Lack of Testamentary Capacity
Many older people may have medical or psychiatric problems possibly affecting their mental and cognitive abilities, and litigation through the help of an estate litigation attorney can prove a person’s lack of mental capacity. Several claims will be based on a testator’s lack of mental capacity, and these can often be one of the most common kinds of testamentary challenges.
Issues such as old age, illness, or mental diseases like Alzheimer’s disease will not automatically prove a lack of capacity because people with mild to moderate dementia or other disorders involving periods of lucidity may still be found to have had a sound enough mind to create wills. When people with dementia are unable to remember the identities of beneficiaries in their will or relationships between themselves and other people, then such people might not have had the necessary mental capacity to make wills.
In Banks v. Goodfellow (1870), the validity of a will by John Banks, who was a paranoid schizophrenic, was challenged on the basis that he was insane and unable to make a will. This challenge led to the creation of the Banks v.

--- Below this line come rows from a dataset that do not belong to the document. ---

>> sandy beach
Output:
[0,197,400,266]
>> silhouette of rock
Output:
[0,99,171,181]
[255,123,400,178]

Goodfellow test, which establishes that a testator will have testamentary capacity when they:
- Understand the nature of making a will and its effect
- Have an understanding of the extent of the property of which they are disposing under a will
- Understand the claims of family or friendship involved
- Are free from any delusion of the mind that can affect their dispositions toward other people
Undue influence is one of the most common challenges to the validity of wills or trusts, and it is a cause of action in which a person challenges the validity of any testamentary document like a will, trust, or deed. In re Estate of Carpenter, 253 So. 2d 697 (Fla. 1971) was the Florida Supreme Court case that created the Carpenter presumption, which was later codified by the Florida Legislature in Florida Statute § 733.107(2).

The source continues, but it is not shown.